13 In Cardile v LED Builders Pty Ltd (1999) HCA 18 (6 May 1999) Gaudron, McHugh, Gummow and Callinan JJ in a joint judgment in the High Court of Australia emphasised the distinction between Mareva orders and injunctive relief traditionally granted in courts of equity. Their Honours said: "In these various ways, the courts developed doctrines and remedies, outside the injunction as understood in courts of equity, to protect the integrity of its processes once set in motion. The Mareva order for the preservation of assets should be seen as a further development. ….There is no harm in the use of the term Mareva to identify that development, provided the source of the remedy is kept in view when considering the form of the remedy in each particular case. An anterial question will be whether there is another interlocutory remedy amongst those considered above which will be suitable to meet the case in hand but less extensive in scope." (at para 40). Their Honours emphasised that the doctrinal basis of a Mareva order is the inherent power of a court to prevent the abuse or frustration of a court's process, and to ensure the effective exercise of the jurisdiction of the court. (see esp. discussion at para.41).
14 In a separate judgment delivered in the same proceedings Kirby J discussed the general jurisdictional power of a court to protect its processes. His Honour said:
110. Powers of courts : There is a further consideration which extends even more widely the powers of the Federal Court to make orders "appropriate" in relation to matters before it. This is the general principle that statutory provisions, conferring jurisdiction or power on a court, are not construed as subject to any limitation which is not strictly required by their language and purpose ( Knight v F P Special Assets Ltd (1992) 174 CLR 178 at 191, 205; cf Patrick Stevedores Operations No 2 Pty Ltd v Maritime Union of Australia [No 3] (1998) 72 ALJR 873 at 900 per Gaudron J; 153 ALR 643 at 678-679).

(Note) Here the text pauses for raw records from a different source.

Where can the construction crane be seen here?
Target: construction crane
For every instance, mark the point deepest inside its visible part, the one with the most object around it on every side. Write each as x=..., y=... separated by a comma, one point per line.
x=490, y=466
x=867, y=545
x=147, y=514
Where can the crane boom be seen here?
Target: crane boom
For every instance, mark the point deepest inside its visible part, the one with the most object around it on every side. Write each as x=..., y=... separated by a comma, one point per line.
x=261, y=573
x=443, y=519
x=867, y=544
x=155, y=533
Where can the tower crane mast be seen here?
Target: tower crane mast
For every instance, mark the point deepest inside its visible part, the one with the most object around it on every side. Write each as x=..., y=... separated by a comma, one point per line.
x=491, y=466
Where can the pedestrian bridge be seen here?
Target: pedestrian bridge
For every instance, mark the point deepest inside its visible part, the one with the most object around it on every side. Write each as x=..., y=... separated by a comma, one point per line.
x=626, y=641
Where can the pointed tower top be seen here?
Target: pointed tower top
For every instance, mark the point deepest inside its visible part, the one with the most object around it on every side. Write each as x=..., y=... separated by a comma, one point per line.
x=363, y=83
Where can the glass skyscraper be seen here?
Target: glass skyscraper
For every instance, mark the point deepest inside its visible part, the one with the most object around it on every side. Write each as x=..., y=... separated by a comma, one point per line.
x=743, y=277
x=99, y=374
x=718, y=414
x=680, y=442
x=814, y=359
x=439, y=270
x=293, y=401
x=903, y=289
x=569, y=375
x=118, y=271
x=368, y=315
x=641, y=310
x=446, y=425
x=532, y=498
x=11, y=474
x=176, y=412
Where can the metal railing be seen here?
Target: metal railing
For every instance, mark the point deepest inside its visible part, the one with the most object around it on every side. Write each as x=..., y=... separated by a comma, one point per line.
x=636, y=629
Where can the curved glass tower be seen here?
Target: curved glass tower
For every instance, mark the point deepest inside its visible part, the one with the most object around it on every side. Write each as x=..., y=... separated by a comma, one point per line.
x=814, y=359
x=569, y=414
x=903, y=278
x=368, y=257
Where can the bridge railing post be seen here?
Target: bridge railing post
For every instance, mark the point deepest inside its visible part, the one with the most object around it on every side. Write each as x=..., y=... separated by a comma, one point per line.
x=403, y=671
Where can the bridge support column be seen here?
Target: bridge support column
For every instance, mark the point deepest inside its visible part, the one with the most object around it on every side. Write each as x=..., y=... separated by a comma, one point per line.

Where a court is endowed with a particular jurisdiction, it enjoys the powers necessary to enable it to act effectively within that jurisdiction. Its powers are not ordinarily construed as restricted to defined and closed categories ( Jackson v Sterling Industries Ltd (1987) 162 CLR 612 at 639 per Gaudron J). This is because of the infinite variety of circumstances which may come before a court and require "appropriate" orders ( Mercedes Benz AG v Leiduck [1996] AC 284 at 308 per Lord Nicholls of Birkenhead (diss)). This well established general principle provides a warning against attempts by judges to state closed categories derived from the history of Chancery courts or from recent court decisions in their jurisdiction. To do this would amount to an impermissible gloss on the broad language by which the Parliament of Australia has conferred the power. It would, moreover, shackle the implications which follow from the very nature of the body receiving that power.